Dit autrement, l’entretien d’autoconfrontation cherche à répondre aux questions : Quels éléments perçus (ou rappelés) sont significatifs ? Quelles sont les préoccupations, les attentes de l’acteur ? Quelles sont les connaissances mobilisées par l’acteur ? Quelle est l’action ? Quelles connaissances sont en cours de construction ? L’entretien d’autoconfrontation peut être simple ou croisé.
La méthode comporte donc deux étapes : l’enregistrement de l’activité[1] puis la confrontation lors d’entretiens ultérieurs. Son origine et les théories sous-jacentes qui l’expliquent signalent son appartenance au domaine de la psychologie et nous soulignons ici le rôle prépondérant de J. Theureau.
L’entretien d’explicitation
Dans de nombreuses activités professionnelles, on a besoin de s’informer de l’action de l’autre ou de l’aider à mieux s’approprier ce qu’il a fait, comment il s’y est pris. Quand le professionnel prend du recul par rapport à ce qu’il fait, comprend comment il s’y est pris et peut expliciter ses méthodes et ses procédures de travail, alors il devient progressivement capable d’agir seul, à sa propre initiative et de transférer ce qu’il a appris.

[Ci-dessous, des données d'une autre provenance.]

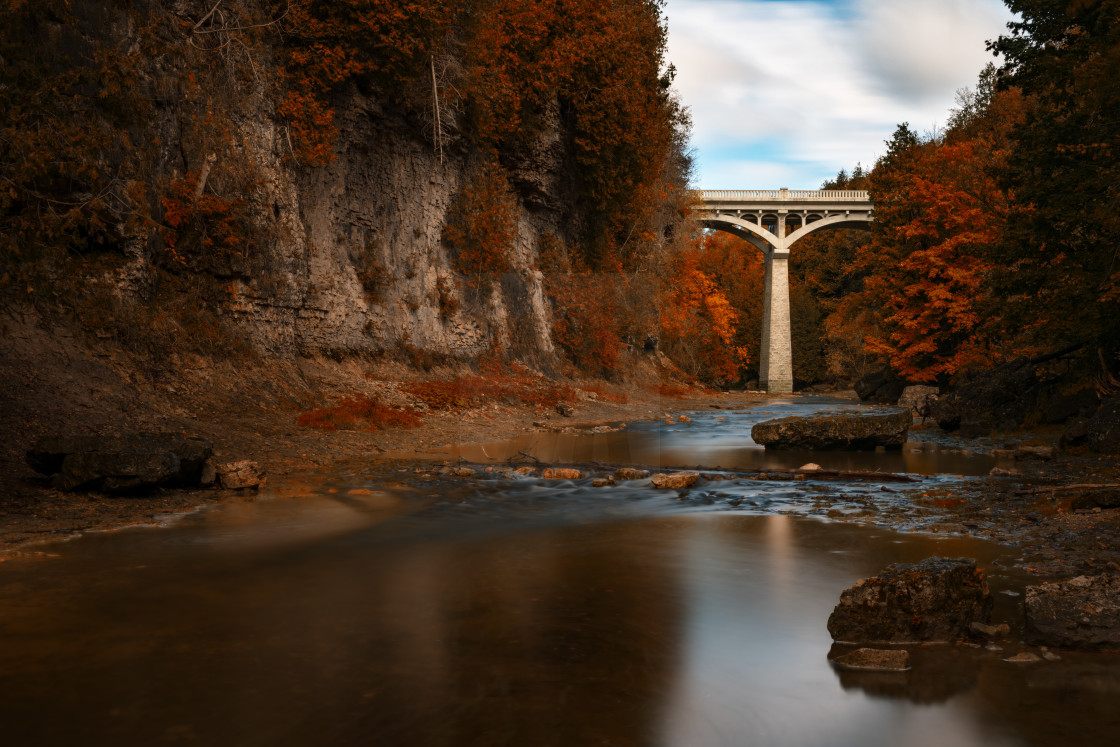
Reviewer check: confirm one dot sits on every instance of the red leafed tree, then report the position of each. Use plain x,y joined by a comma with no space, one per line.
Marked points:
939,214
698,321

Que l’on soit expert ou novice, il y a une part importante de ses actions, que l’on sait pourtant faire, dont on n’est pas conscient et qu’en conséquence on est bien incapable de mettre en mots sans une aide. En outre, pour rendre possible la verbalisation de l’action, il faut d’abord que celui qui s’y essaie prenne le temps d’un retour réfléchissant sur son action, de manière à ce qu’il en prenne conscience.
En 1994, Pierre Vermersch publie la première édition de « l’entretien d’explicitation ». Cette méthode vise précisément à aider à la mise en mots de son « faire », y compris en rendant accessible la parie implicite de toute action. En ce sens, cette technique se présente comme une prise de conscience provoquée.

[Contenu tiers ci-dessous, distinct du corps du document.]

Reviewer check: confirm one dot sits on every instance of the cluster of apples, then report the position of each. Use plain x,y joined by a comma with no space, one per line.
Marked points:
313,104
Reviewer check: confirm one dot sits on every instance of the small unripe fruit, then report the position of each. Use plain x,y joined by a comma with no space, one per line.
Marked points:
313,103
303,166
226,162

Nous nous devons de souligner ici que passer du faire au dire n’est pas inné et nécessite un certain entrainement, voire une formation à la technique de l’entretien.
En guise de conclusion
Souvent, les champs de la recherche fondamentale sont victimes de leur succès et font l’objet d’interprétations erronées, voire abusives ; et celui de la pratique réflexive n’y échappe pas.
Afin d’éviter toute dérive, l’article que vous venez de lire se réfère exclusivement aux travaux des pionniers visionnaires de la psychologie du travail en général et de la clinique de l’activité en particulier ainsi qu’aux méthodes qu’ils ont développées.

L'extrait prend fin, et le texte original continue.